TPS Benchmarking

Checking the Plan: Toyota Way 2001

Avatar photo By Jon Miller Updated on May 21st, 2017

Interesting articles of information continue to surface as the spring cleaning progresses at the Gemba office. Today’s find was a page from an interview with Fujio Cho. As the CEO of Toyota he had summarized the the desired ways of thinking and acting for Toyota employees globally in what is called Toyota Way 2001. This came at a time when the company was just beginning to experience an acceleration in their global expansion and growth.

Built around the two core elements of continuous improvement and respect for people, it specified the importance of kaizen, genchi genbutsu, the development of people, teamwork and challenge.

As Chairman a few years ago Cho reflected on how Toyota’s humble beginnings led to a focus on people development. Below is my translation from the Japanese:

After the war Toyota had neither money nor technology nor even adequate production equipment so our senpai had to use their wits, and that is how the Toyota Production System developed. At the same time, since manufacturing is done by people, they devoted earnest efforts towards to developing people.

Senpai is a Japanese term that applies to anyone who is ahead of you in seniority or years, whether it be on a sports team, ahead in school, or an old-timer at the factory. There is no easy translation, though “senior” comes close. One’s senpai can be a 16 year old if you are a 15 year old joining a judo club. There is an expectation that senpai will take care of and teach their juniors (kohai) the unwritten rules and whatever they need to know to get along and get ahead. In some ways like a fraternity or family, there is a camaraderie and respect that persists after leaving the organization, not unlike the bond between men and women in the service. We can say that to some degree this senpai-kohai mentoring was an enabler within Japanese culture for the development of people at Toyota.

The Toyota Way 2001 and efforts to formalize, explain and standardize the development of people and their ways of thinking and acting was a great plan. Nearly ten years of doing, it’s time for a big “check”. How has Toyota fared with this plan? That is not for us to speculate, but for the leadership of Toyota to check and act upon, to correct course where their aims were not fully met. I am in no position to give advice, but any adjusted plan should be called Toyota 2010 or perhaps Toyota 2011. The exact year is not important, but continuity is. Toyota Way 2001 was Fujio Cho’s way of making an explicit connection between his senpai and the global team members of his day. It was his way of saying thanks. That tradition should be continued.

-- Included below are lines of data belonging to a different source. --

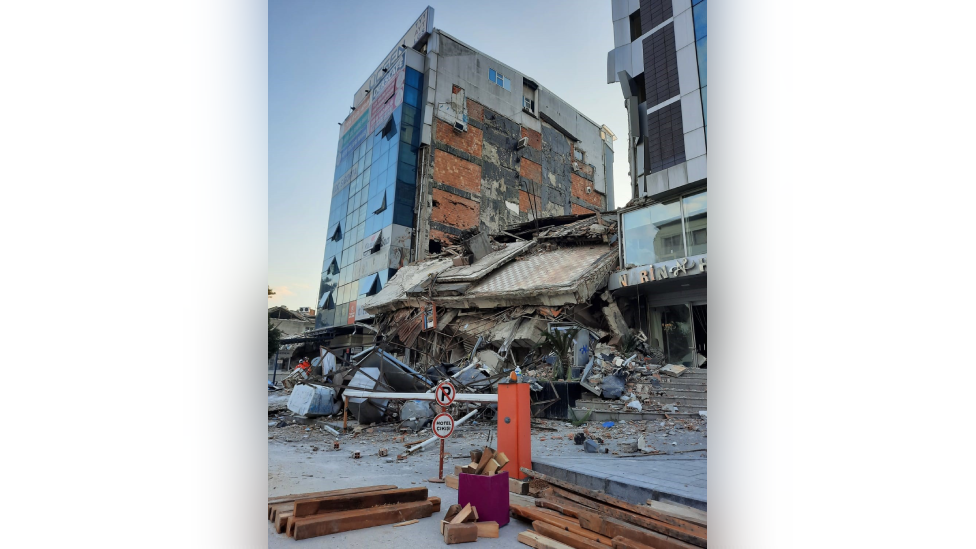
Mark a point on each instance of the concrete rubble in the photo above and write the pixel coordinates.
(532, 302)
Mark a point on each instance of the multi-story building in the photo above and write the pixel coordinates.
(442, 138)
(660, 62)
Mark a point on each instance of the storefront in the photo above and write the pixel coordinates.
(664, 288)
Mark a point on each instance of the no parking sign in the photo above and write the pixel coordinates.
(444, 394)
(443, 425)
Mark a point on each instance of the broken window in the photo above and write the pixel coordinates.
(382, 206)
(635, 28)
(497, 78)
(327, 302)
(333, 267)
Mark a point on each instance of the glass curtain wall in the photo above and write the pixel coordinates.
(380, 194)
(699, 14)
(667, 230)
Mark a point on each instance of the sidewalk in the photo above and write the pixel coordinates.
(679, 479)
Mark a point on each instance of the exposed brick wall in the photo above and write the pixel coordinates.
(451, 170)
(442, 237)
(475, 111)
(469, 141)
(535, 138)
(454, 210)
(526, 201)
(581, 210)
(579, 191)
(530, 170)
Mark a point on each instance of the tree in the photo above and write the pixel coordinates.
(561, 343)
(274, 339)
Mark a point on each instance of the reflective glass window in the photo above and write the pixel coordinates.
(696, 222)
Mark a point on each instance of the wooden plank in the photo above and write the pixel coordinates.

What’s Toyota do now that they have money, technology, equipment and a fully developed Toyota Production System? Why, use their wits to overcome today’s big problems while developing people, of course! From humble beginnings, Toyota has found themselves at the beginning of a humbling. Rather than turning the page taken from Cho and his senpai, Akio Toyoda would do well to take pencil to that page, correct, add, annotate and learn from today’s failures to build on the successes of the past.